Chief Executive Officers in the U.S. can’t win. First the political class thought they were paid too much in salary, at which point compensation shifted to stock. The idea behind the shift was to align CEOs with shareholders more. The alleged problem was that CEOs succeeded too much on the way to even larger pay packages. Most would celebrate this kind of achievement. Politicians disdain it all the while helping themselves to the proceeds of what they claim to disdain.
In Elon Musk’s case, Tesla’s CEO doesn’t take a salary. All his pay comes in Tesla shares. While enriching his shareholders Musk has become arguably the world’s richest man. "No fair" say politicians. Get ready for him to be hauled before Congress to “explain” himself. Until then, Musk owes a lot in taxes for having had the temerity to do well. The bill varies with report, but supposedly it’s in the $9 to $15 billion range.
Whatever the number, let’s be clear up front that it eviscerates the popular notion on the Left that corporations pay no taxes. As this column made plain several weeks ago, as taxpaying entities corporations are a fiction. Shareholders pay all the taxes. Musk is a large Tesla shareholder. He’s about to hand over billions to Treasury. The owners of corporations pay gargantuan amounts in taxes.

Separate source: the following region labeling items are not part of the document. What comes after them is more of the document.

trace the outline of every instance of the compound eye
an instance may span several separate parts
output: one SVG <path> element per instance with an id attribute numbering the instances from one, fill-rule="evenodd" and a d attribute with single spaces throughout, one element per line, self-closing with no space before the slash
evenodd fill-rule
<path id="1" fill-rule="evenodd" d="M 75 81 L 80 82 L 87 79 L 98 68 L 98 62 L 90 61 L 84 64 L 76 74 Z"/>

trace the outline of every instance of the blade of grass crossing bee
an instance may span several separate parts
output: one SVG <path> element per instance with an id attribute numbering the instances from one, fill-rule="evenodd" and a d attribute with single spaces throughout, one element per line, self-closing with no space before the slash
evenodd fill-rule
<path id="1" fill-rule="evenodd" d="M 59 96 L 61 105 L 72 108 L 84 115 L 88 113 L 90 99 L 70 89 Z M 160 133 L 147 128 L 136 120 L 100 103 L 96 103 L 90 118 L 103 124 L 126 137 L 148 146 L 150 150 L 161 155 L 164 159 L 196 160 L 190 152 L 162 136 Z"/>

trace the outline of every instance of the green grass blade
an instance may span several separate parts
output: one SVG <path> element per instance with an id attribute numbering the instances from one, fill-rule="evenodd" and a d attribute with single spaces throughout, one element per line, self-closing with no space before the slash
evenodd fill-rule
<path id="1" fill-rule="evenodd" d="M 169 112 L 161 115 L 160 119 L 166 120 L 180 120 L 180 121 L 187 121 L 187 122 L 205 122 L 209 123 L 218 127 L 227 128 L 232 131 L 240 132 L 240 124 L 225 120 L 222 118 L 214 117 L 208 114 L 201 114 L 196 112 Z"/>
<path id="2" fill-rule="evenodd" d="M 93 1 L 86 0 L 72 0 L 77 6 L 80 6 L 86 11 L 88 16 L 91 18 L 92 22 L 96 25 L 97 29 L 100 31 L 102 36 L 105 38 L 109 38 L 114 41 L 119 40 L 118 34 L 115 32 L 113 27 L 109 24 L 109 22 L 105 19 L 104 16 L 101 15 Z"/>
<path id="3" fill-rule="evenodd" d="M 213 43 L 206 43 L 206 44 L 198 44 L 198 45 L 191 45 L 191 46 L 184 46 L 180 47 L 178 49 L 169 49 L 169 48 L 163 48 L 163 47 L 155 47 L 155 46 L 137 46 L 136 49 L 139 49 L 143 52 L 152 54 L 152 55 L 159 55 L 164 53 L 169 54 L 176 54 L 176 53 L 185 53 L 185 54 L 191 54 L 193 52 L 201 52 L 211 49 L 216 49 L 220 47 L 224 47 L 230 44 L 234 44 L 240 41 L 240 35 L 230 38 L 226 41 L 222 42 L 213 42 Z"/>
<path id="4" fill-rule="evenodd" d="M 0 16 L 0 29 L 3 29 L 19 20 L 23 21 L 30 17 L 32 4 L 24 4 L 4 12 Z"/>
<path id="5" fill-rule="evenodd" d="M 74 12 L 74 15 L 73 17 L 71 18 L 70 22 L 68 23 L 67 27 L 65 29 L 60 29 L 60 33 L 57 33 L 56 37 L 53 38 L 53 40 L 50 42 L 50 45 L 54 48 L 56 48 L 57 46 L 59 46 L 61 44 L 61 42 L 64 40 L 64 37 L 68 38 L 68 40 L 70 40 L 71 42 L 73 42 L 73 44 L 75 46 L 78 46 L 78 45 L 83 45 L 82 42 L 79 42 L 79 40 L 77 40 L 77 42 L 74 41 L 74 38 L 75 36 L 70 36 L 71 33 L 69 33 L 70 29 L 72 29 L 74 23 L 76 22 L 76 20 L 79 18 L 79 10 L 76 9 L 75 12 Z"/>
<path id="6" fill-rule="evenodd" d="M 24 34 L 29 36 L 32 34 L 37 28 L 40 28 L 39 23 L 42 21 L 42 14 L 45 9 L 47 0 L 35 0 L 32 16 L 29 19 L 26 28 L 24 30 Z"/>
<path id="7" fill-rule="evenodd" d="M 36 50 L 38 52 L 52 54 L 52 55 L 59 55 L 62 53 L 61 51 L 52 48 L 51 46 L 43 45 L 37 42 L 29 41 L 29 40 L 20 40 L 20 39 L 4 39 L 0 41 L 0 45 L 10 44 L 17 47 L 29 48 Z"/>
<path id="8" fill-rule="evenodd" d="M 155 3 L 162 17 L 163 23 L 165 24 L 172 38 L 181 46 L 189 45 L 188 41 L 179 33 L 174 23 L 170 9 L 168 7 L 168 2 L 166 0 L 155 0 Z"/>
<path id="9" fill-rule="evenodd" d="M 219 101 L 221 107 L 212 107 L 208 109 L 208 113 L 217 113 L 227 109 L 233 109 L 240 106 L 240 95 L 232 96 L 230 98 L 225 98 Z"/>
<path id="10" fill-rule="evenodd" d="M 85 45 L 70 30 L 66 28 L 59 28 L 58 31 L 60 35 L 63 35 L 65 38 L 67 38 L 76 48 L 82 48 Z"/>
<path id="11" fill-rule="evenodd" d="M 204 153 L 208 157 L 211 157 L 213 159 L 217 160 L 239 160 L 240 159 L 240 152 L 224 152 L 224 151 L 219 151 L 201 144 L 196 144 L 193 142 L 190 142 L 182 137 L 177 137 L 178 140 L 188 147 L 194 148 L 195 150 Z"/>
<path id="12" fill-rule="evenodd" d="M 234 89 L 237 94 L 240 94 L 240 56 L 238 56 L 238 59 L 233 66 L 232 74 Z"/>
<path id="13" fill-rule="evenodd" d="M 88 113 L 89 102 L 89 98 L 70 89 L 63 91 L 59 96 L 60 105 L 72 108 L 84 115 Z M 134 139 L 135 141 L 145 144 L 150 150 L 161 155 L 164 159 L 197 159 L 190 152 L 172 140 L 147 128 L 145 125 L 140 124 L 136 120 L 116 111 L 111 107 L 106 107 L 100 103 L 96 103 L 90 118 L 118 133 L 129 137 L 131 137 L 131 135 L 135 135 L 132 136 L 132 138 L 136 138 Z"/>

After which, let’s assume for the sake of simplicity and brevity that Musk’s federal bill is $15 billion. From there, let’s go over the economy-sapping economics of Musk sending billions to Treasury. To vivify this it’s useful to reference Nike co-founder Phil Knight’s brilliant 2017 memoir, Shoe Dog. In it, he recalled how “Any dollar that wasn’t nailed down I was plowing directly back into the business.” Every huge, globally prominent business operating today can claim humble origins like those of Nike. Money is endlessly scarce. Please remember this. The $15 billion that members of Congress will carelessly waste would be precious to CEOs for whom every day is a near-death experience in a financial sense.
At which point it’s useful to consider Facebook. Peter Thiel famously purchased a 10% stake in the once nascent social networking company for $500,000. This is the norm. Rarely are the amazing businesses of tomorrow amazing today. Precisely because they aim to disrupt the commercial present, they’re often dismissed. That 10% of Facebook could once be had so cheaply vivifies this truth. Let’s now divide $15 billion by $500,000. If not for Treasury’s long fingers, Musk could direct precious capital to tens of thousands of entrepreneurs eager to experiment with an eye on rushing a much better future into the present. Never asked by self-righteous politicians and thoroughly confused economists (who believe government spending boosts growth) is what businesses are not being funded so that Congress can spend carelessly.
Needless to say, the $15 billion will be spent. Politicians exist to spend. Which means $15 billion that might otherwise have been directed to energetic entrepreneurs will be allocated in politicized fashion. In other words, Musk’s staggering tax bill will enhance the control that Elizabeth Warren, Josh Hawley, Kevin McCarthy, and Nancy Pelosi have over the economy. And it doesn’t stop there.
A dollar spent today by Congress multiplies over time as a consequence of federal spending programs developing political constituencies. Don’t you know, federal spending “creates jobs.” Which means Musk’s billions will set the stage for the introduction of new forms of federal waste that will grow and grow. Don’t worry, the story gets even worse.
Every dollar Treasury collects renders that same Treasury an even better credit risk to global investors. You see, there’s this myth promoted by Left and Right that we have federal “deficits” because Treasury doesn’t collect enough (Left), or because Congress spends more than Treasury collects (Right). No, we have deficits because Treasury takes in enormous tax revenue now, and is expected to collect much greater amounts down the line. Borrowers that can claim enormous revenues now and in the future can borrow easily. In short, Musk’s billions will enable even more borrowing by Treasury; the borrowing an extraction of precious resources from the private sector that will enhance the power that Warren, Hawley et al enjoy over the economy.
Stating what should be obvious, Musk’s remarkable genius will enable substantial growth of political control over the economy, and at the expense of both existing businesses and ones that are merely visions of forward-looking entrepreneurs. The economic growth that won’t happen, the experiments that would otherwise enable little and big leaps in transportation, communication, and health that won’t happen will be unseen. But real they will be. Think Facebook. Think Nike. In the early days for innovative ideas, money is once again precious.
Which brings us to the final tragedy of Musk’s tax bill. Why is it that a government that produces nothing but costs a lot must always enjoy windfalls when the productive oversee great commercial advance? This is a question worth asking, and that will hopefully be asked as Elon Musk is shamefully relieved of $15 billion by politicians obnoxiously promising to make you better off with the money of those who actually do.